数年ぶりにブログを再開いたします。主に英詩翻訳、ときどき雑感など。

T・S・エリオット「宗教と文学」 翻訳:第七段落

2020-01-01 11:37:08 | T・S・エリオット「宗教と文学」翻訳
T.S.Elliot
Religion and literature
p.100

T・S・エリオット
「宗教と文学」
100頁

確信するに、我々はじつに完全に、そして未だに無分別に、文学を宗教的な判断から分離し損ねている。もし完全な分離があり得るならば、おそらくそれは問題にならないだろう。しかし、分離はなく、おそらく決して完全にはなされ得ない。もし我々が小説によって文学を例証するなら――というのも、小説は文学がもっとも多くの数に対して影響を与える形式であるからだが――少なくとも過去三百年の漸進的な文学の世俗化に気付くことになるだろう。バニヤンからデフォーあたりまでは倫理的な目的を持っていた。前者は懐疑を超越し、後者はおそらく疑いを抱いていた。しかし、デフォー以来、小説の世俗化は途絶えずに続いている。そこには三つの主な段階があった。第一の段階では、小説がその人生の像に承諾したり除外したりするために同時代の解釈における「信頼」を採用していた。フィールディングやディケンズやサッカレーがこの段階に属する。第二は、「信頼」を信じ切れず、思い悩み、異議を唱えている。ジョージ・エリオットやジョージ・メレディスやトマス・ハーディがこの段階に属する。第三の段階に我々は生きているのだが、ここにジェームズ・ジョイス氏を除く殆どすべての同時代の小説家が属する。誰もがキリスト教的な「信頼」が語られるのを時代錯誤としてしか耳にしたことのない段階である。

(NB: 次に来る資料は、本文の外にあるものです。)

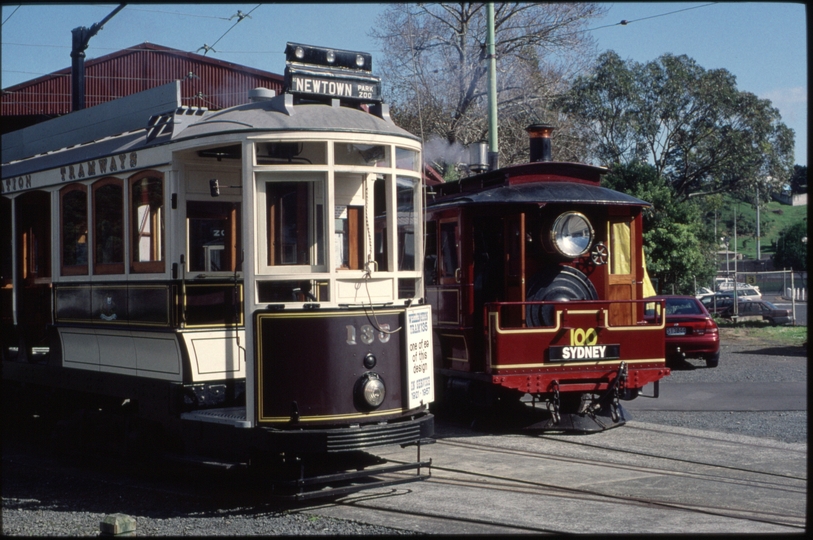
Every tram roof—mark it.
[2,81,419,178]
[173,94,420,141]
[429,181,652,207]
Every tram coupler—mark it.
[272,438,436,502]
[525,362,632,433]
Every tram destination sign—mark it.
[285,67,381,103]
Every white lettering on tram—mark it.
[293,77,353,97]
[562,345,607,360]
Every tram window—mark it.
[186,201,240,272]
[256,279,330,303]
[610,221,632,275]
[440,221,459,277]
[14,191,51,282]
[334,205,364,270]
[373,177,390,272]
[333,174,364,270]
[130,173,164,272]
[257,141,327,165]
[93,178,124,274]
[333,143,389,167]
[395,176,417,270]
[398,278,418,298]
[395,147,421,172]
[423,221,438,285]
[265,181,324,266]
[59,184,88,276]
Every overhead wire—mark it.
[198,4,262,56]
[583,2,719,32]
[0,6,22,26]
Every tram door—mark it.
[503,213,526,326]
[14,191,51,359]
[607,216,638,326]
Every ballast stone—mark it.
[99,514,136,536]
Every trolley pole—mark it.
[486,2,500,171]
[71,4,127,111]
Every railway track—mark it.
[313,424,807,534]
[3,412,807,534]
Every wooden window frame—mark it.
[128,171,166,274]
[59,184,92,276]
[91,177,127,275]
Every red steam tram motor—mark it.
[425,125,669,431]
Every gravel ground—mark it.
[2,447,415,537]
[2,335,807,536]
[632,331,807,443]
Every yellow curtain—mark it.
[610,221,632,275]
[641,250,658,298]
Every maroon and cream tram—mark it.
[0,44,434,498]
[425,125,669,431]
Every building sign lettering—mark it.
[59,152,138,182]
[2,174,31,193]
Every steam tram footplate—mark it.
[271,438,435,502]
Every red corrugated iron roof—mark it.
[0,43,283,116]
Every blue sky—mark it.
[0,2,808,165]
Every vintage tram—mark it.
[0,43,434,498]
[425,124,669,431]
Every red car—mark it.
[647,296,720,367]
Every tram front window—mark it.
[265,181,324,266]
[186,201,240,272]
[396,176,418,270]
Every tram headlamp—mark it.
[550,212,593,257]
[355,371,387,409]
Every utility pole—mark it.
[71,4,127,111]
[756,186,762,262]
[486,2,500,171]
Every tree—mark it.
[372,2,606,172]
[559,51,794,200]
[773,220,807,271]
[602,161,715,294]
[790,165,807,195]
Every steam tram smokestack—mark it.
[525,124,555,162]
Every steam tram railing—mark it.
[484,299,665,394]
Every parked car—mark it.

*ジョン・バニヤン〔1628~1688〕『天路歴程』
*ダニエル・デフォー〔1660?~1731〕『ロビンソー・クルーソー』
*ヘンリ・フィールディング〔1707~1754〕『トム・ジョーンズ』
*チャールズ・ディケンズ〔1812~1870〕『オリヴァー・トゥイスト』
*ウィリアム・M・サッカレー〔1811~1863〕『虚栄の市』
*ジョージ・エリオット〔1819~1880〕『サイラス・マーナー』本名メアリ・アン・エヴァンス〔女性〕
*ジョージ・メレディス〔1828~1909〕『エゴイスト』
*トマス・ハーディ〔1840~1928〕『テス』
*ジェームズ・ジョイス〔1882~1941〕『ユリシーズ』

I am convinced that we fail to realize how completely, and yet how irrationally, we separate our literary from our religious judgement. If there could be a complete separation, perhaps it might not matter: but the separation is not, and never can be, complete. If we exemplify literature by novel-for the novel is he form in which literature affects the greatest number―we may remark this gradual secularization of literature during at least the last three hundred years: Bunyan, and to some extent Defoe, had moral purpose: the former is beyond suspicion, the latter may be suspect. But since Defoe the secularization of the novel has been continuous. There have been three chief phases. In the first, the novel took the Faith, in its contemporary version, for granted, and omitted it from its picture of life. Fielding, Dickens and Thackeray belong to this phase. In the second, it doubted, worried about, contested the Faith. To this phase belong George Elliot, George Meredith and Thomas Hardy. The third phase, in which we are living, belong nearly all contemporary novelist except Mr. James Joyce. It is the phase of those who have never heard the Christian Faith spoken of as anything but an anachronism.